Storing search result for paging and sorting - c#

I've been implementing MS Search Server 2010 and so far its really good. Im doing the search queries via their web service, but due to the inconsistent results, im thinking about caching the result instead.
The site is a small intranet (500 employees), so it shouldnt be any problems, but im curious what approach you would take if it was a bigger site.
I've googled abit, but havent really come over anything specific. So, a few questions:
What other approaches are there? And why are they better?
How much does it cost to store a dataview of 400-500 rows? What sizes are feasible?
Other points you should take into consideration.
Any input is welcome :)

You need to employ many techniques to pull this off successfully.
First, you need some sort of persistence layer. If you are using a plain old website, then the user's session would be the most logical layer to use. If you are using web services (meaning session-less) and just making calls through a client, well then you still need some sort of application layer (sort of a shared session) for your services. Why? This layer will be home to your database result cache.
Second, you need a way of caching your results in whatever container you are using (session or the application layer of web services). You can do this a couple of ways... If the query is something that any user can do, then a simple hash of the query will work, and you can share this stored result among other users. You probably still want some sort of GUID for the result, so that you can pass this around in your client application, but having a hash lookup from the queries to the results will be useful. If these queries are unique then you can just use the unique GUID for the query result and pass this along to the client application. This is so you can perform your caching functionality...
The caching mechanism can incorporate some sort of fixed length buffer or queue... so that old results will automatically get cleaned out/removed as new ones are added. Then, if a query comes in that is a cache miss, it will get executed normally and added to the cache.
Third, you are going to want some way to page your result object... the Iterator pattern works well here, though probably something simpler might work... like fetch X amount of results starting at point Y. However the Iterator pattern would be better as you could then remove your caching mechanism later and page directly from the database if you so desired.
Fourth, you need some sort of pre-fetch mechanism (as others suggested). You should launch a thread that will do the full search, and in your main thread just do a quick search with the top X number of items. Hopefully by the time the user tries paging, the second thread will be finished and your full result will now be in the cache. If the result isn't ready, you can just incorporate some simple loading screen logic.
This should get you some of the way... let me know if you want clarification/more details about any particular part.
I'll leave you with some more tips...
You don't want to be sending the entire result to the client app (if you are using Ajax or something like an IPhone app). Why? Well because that is a huge waste. The user likely isn't going to page through all of the results... now you just sent over 2MB of result fields for nothing.
Javascript is an awesome language but remember it is still a client side scripting language... you don't want to be slowing the user experience down too much by sending massive amounts of data for your Ajax client to handle. Just send the prefetched result your client and additional page results as the user pages.
Abstraction abstraction abstraction... you want to abstract away the cache, the querying, the paging, the prefetching... as much of it as you can. Why? Well lets say you want to switch databases or you want to page directly from the database instead of using a result object in cache... well if you do it right this is much easier to change later on. Also, if using web services, many many other applications can make use of this logic later on.
Now, I probably suggested an over-engineered solution for what you need :). But, if you can pull this off using all the right techniques, you will learn a ton and have a very good base in case you want to extend functionality or reuse this code.
Let me know if you have questions.

It sounds like the slow part of the search is the full-text searching, not the result retrieval. How about caching the resulting resource record IDs? Also, since it might be true that search queries are often duplicated, store a hash of the search query, the query, and the matching resources. Then you can retrieve the next page of results by ID. Works with AJAX too.
Since it's an intranet and you may control the searched resources, you could even pre-compute a new or updated resource's match to popular queries during idle time.

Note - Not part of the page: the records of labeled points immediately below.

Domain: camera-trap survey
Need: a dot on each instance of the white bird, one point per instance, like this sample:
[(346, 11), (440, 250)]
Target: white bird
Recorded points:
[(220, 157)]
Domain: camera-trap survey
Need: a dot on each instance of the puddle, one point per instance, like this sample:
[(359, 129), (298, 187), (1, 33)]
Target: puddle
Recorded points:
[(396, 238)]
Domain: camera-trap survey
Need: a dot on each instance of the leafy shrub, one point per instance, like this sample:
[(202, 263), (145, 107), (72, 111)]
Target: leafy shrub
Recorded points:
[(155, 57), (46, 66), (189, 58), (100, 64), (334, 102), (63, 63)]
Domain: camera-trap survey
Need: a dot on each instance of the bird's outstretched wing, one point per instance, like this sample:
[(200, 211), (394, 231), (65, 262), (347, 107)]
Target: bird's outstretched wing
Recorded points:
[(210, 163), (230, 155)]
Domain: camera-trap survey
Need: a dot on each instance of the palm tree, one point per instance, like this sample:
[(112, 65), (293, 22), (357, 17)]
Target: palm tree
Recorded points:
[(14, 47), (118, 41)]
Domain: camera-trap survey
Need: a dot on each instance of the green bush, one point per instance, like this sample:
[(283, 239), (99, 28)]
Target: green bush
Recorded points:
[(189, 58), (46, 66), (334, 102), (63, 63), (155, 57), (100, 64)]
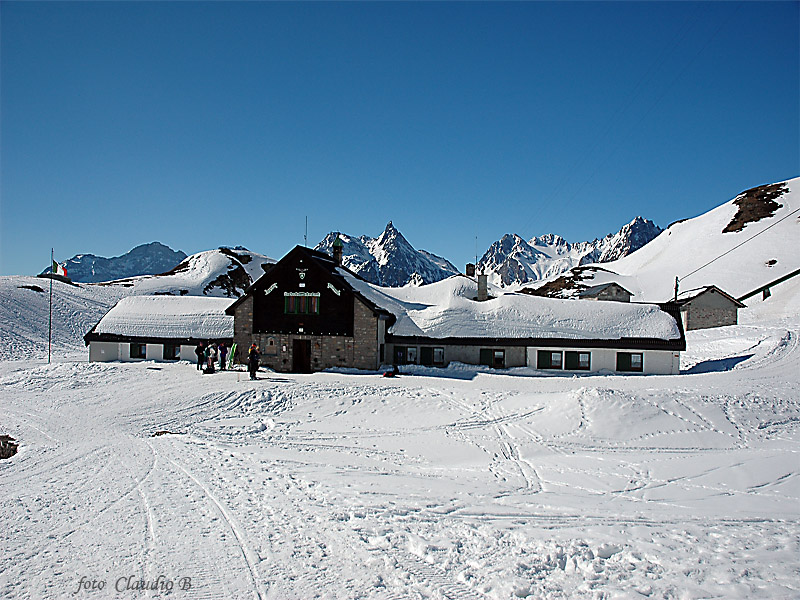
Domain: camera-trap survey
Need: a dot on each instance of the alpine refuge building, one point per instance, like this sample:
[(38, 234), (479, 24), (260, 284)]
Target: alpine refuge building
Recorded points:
[(304, 316), (309, 313), (159, 328)]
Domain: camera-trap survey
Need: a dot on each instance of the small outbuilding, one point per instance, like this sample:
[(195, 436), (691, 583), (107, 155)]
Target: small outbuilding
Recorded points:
[(159, 328), (310, 313), (707, 307), (608, 291)]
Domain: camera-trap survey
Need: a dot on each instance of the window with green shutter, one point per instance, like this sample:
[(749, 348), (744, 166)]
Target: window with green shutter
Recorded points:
[(630, 361), (577, 361), (548, 359)]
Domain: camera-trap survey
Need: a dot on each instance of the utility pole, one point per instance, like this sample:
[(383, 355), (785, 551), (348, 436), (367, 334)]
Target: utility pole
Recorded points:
[(50, 322)]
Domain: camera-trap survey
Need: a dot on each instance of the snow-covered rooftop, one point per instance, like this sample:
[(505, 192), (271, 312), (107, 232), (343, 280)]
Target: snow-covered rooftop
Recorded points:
[(448, 309), (178, 317)]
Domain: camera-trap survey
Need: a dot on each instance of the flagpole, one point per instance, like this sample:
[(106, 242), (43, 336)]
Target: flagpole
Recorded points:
[(50, 322)]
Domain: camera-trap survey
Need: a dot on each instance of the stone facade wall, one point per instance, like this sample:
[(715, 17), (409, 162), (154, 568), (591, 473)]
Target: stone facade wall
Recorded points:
[(615, 294), (710, 309), (243, 329), (277, 349), (703, 317), (515, 356)]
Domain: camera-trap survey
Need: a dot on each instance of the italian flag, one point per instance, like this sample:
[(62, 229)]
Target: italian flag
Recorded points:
[(59, 270)]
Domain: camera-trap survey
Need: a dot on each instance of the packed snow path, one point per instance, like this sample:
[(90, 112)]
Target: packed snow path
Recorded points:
[(466, 485)]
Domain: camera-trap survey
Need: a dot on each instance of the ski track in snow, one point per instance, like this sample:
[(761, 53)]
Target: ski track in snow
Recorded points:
[(353, 486)]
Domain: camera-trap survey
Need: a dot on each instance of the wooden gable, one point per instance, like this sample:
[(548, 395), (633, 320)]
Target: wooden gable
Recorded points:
[(302, 294)]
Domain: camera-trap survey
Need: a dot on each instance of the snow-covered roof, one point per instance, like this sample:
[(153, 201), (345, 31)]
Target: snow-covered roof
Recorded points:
[(596, 289), (176, 317), (447, 309)]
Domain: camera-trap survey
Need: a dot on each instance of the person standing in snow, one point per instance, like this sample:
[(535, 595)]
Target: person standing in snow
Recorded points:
[(212, 356), (253, 357), (223, 356), (201, 352)]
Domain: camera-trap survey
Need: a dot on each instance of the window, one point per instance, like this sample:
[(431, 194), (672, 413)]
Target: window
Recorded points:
[(499, 359), (438, 356), (547, 359), (405, 355), (630, 361), (577, 361), (301, 303), (411, 356)]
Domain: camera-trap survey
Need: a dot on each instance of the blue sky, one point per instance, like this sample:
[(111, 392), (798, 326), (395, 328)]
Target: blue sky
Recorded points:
[(208, 124)]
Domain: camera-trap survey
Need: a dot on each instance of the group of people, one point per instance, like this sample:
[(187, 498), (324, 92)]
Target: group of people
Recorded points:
[(207, 355)]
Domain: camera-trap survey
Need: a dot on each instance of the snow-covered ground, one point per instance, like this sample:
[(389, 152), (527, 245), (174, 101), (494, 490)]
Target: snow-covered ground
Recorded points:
[(458, 483)]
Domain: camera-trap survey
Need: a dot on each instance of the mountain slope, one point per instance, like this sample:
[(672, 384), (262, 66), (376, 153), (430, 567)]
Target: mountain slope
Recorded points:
[(223, 272), (146, 259), (512, 261), (24, 301), (738, 246), (389, 260)]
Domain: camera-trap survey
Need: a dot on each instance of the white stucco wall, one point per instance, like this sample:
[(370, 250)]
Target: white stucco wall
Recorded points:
[(654, 362), (103, 351)]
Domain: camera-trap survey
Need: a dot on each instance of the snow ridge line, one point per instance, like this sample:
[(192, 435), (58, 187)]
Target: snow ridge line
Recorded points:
[(246, 552)]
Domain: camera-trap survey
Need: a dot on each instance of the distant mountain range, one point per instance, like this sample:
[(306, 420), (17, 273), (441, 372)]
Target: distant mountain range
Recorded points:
[(723, 247), (388, 260), (147, 259)]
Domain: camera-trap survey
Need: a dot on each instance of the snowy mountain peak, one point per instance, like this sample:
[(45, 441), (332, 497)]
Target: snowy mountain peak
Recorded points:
[(388, 260), (145, 259), (550, 239)]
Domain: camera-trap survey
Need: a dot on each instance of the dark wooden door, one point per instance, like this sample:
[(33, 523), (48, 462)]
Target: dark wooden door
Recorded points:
[(301, 356)]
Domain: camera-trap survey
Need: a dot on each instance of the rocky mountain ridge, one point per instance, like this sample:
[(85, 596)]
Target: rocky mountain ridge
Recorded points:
[(388, 260), (145, 259), (513, 261)]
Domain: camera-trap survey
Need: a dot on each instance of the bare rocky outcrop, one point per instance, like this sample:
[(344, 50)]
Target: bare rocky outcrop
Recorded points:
[(8, 446), (756, 204)]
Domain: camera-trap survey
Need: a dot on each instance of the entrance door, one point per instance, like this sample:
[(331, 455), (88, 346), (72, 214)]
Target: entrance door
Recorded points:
[(301, 356)]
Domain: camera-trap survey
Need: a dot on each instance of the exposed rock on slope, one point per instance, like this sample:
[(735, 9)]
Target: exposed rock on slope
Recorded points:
[(512, 261), (146, 259)]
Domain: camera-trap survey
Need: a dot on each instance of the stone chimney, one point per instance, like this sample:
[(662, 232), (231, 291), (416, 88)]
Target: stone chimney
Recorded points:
[(338, 246), (483, 288)]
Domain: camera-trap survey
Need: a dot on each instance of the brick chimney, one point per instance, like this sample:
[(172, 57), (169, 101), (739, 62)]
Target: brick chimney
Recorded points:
[(483, 288), (338, 246)]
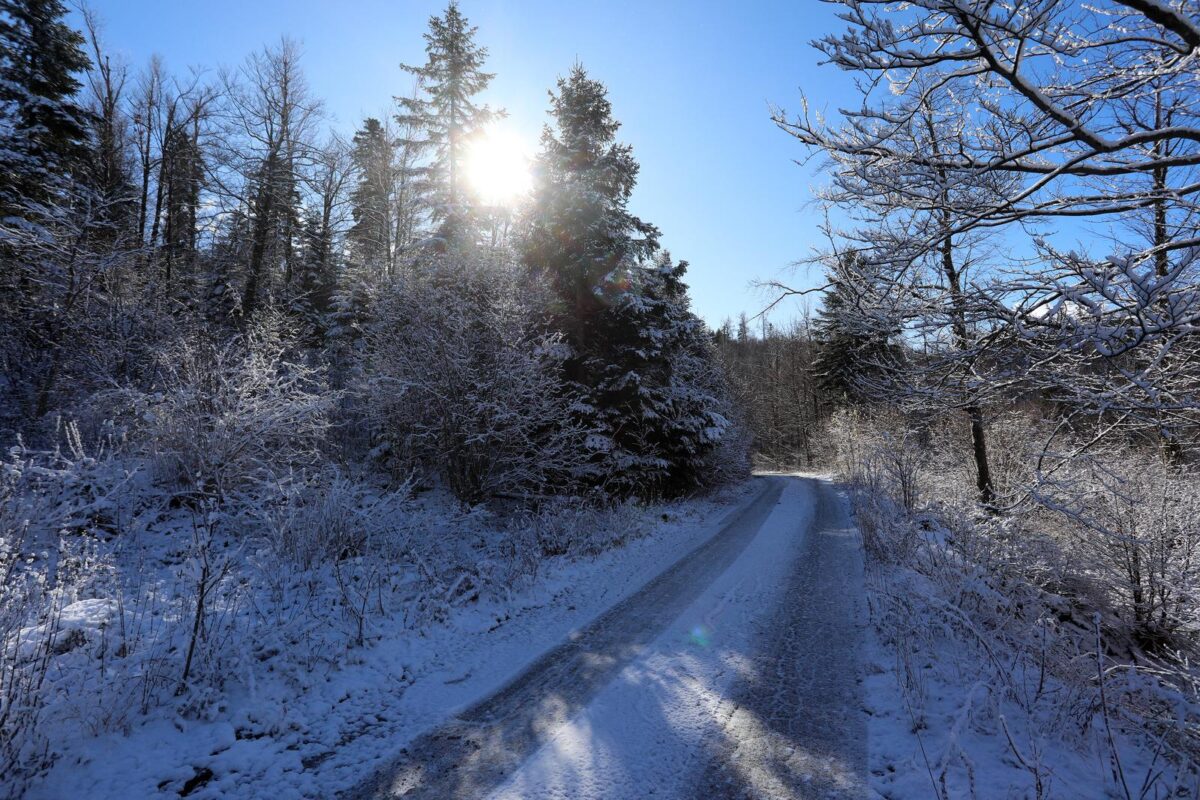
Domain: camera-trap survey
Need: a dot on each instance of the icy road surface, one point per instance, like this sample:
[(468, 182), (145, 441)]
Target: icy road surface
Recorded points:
[(732, 674)]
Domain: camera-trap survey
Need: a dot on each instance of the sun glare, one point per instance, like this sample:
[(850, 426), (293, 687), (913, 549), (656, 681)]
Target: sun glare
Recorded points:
[(498, 167)]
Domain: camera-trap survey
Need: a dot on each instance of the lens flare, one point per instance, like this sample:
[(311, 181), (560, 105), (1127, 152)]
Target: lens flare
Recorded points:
[(498, 167)]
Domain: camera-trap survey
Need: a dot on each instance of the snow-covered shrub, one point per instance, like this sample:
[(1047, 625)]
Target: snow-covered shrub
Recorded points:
[(1039, 605), (568, 527), (232, 415), (54, 507), (465, 384), (1131, 519)]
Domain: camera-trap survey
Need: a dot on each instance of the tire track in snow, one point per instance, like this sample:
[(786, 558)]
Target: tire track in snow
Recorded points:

I have to admit that I am not terribly familiar with MS Search Server so this may not apply. I have often had situations where an application had to search through hundreds of millions of records for result sets that needed to be sorted, paginated and sub-searched in a SQL Server though. Generally what I do is take a two step approach. First I grab the first "x" results which need to be displayed and send them to the browser for a quick display. Second, on another thread, I finish the full query and move the results to a temp table where they can be stored and retrieved quicker. Any given query may have thousands or tens of thousands of results but in comparison to the hundreds of millions or even billions of total records, this smaller subset can be manipulated very easily from the temp table. It also puts less stress on the other tables as queries happen. If the user needs a second page of records, or needs to sort them, or just wants a subset of the original query, this is all pulled from the temp table.
Logic then needs to be put into place to check for outdated temp tables and remove them. This is simple enough and I let the SQL Server handle that functionality. Finally logic has to be put into place for when the original query changes (significant perimeter changes) so that a new data set can be pulled and placed into a new temp table for further querying. All of this is relatively simple.
Users are so used to split second return times from places like google and this model gives me enough flexibility to actually achieve that without needing the specialized software and hardware that they use.
Hope this helps a little.

Tim's answer is a great way to handle things if you have the ability to run the initial query in a second thread and the logic (paging / sorting / filtering) to be applied to the results requires action on the server ..... otherwise ....
If you can use AJAX, a 500 row result set could be called into the page and paged or sorted on the client. This can lead to some really interesting features .... check out the datagrid solutions from jQueryUI and Dojo for inspiration!
And for really intensive features like arbitrary regex filters and drag-and-drop column re-ordering you can totally free the server.
Loading the data to the browser all at once also lets you call in supporting data (page previews etc) as the user "requests" them ....
The main issue is limiting the data you return per result to what you'll actually use for your sorts and filters.
The possibilities are endless :)

Related

server-side caching strategy for user filtered results

I have a situation at www.zipstory.com (beta) where I have n-permutations of feeds coming from the same database. For example, someone can get a feed for whatever city they are interested in and as many of these cities all together so its all sorted by most recent or most votes.
How should I cache things for each user without completely maxing out the available memory when there are thousands of users at the same time?
My only guess is don't. I could come up with a client-side caching strategy where I sort out the cities results but this way I could still cache in a one-size fits all strategy by city.
What approaches do you suggest? I'm in unfamiliar ground at this point and could use a good strategy. I noticed this website does not do that but Facebook does. They must be pulling from a pool of cached user-feeds and plucking them in client-side. Not sure, again I'm not smart enough to figure this out just yet.
In other words...
Each city has its own feed. Each user has an n-permutation of city feeds combined.
I would like to see possible solutions to this problem using c# and ASP.NET
Adding to this Febuary 28th, 2013. Here's what I did based on your comments so THANKS!...
For every user logging in, I cache their preferred city list
The top 10 post results are cached per city and stored in a Linq based object
When a user comes in and has x cities as feeds, I go through their city list loop then check if city postings are in cache, if not, I get from DB then populate the individual posting's html into cache along with other sorting elements.
I recombine the list of cities into one feed for the user and since i have some sorting elements on the linq object, i can resort them in the proper order and give back to the user
This does mean there is some CPU work everytime regardless as I have to combine city lists into a single city list but this avoids going to the database every time and everyone benefits in faster page response times. The main drawback is since I'm not doing a single query UNION on cities before, this requires a single query per city if each was not cached but each city is checked if cached or not individually so 10 queries per 10 cities would only happen if the site is a dead zone.
Judge the situation based on critical chain points.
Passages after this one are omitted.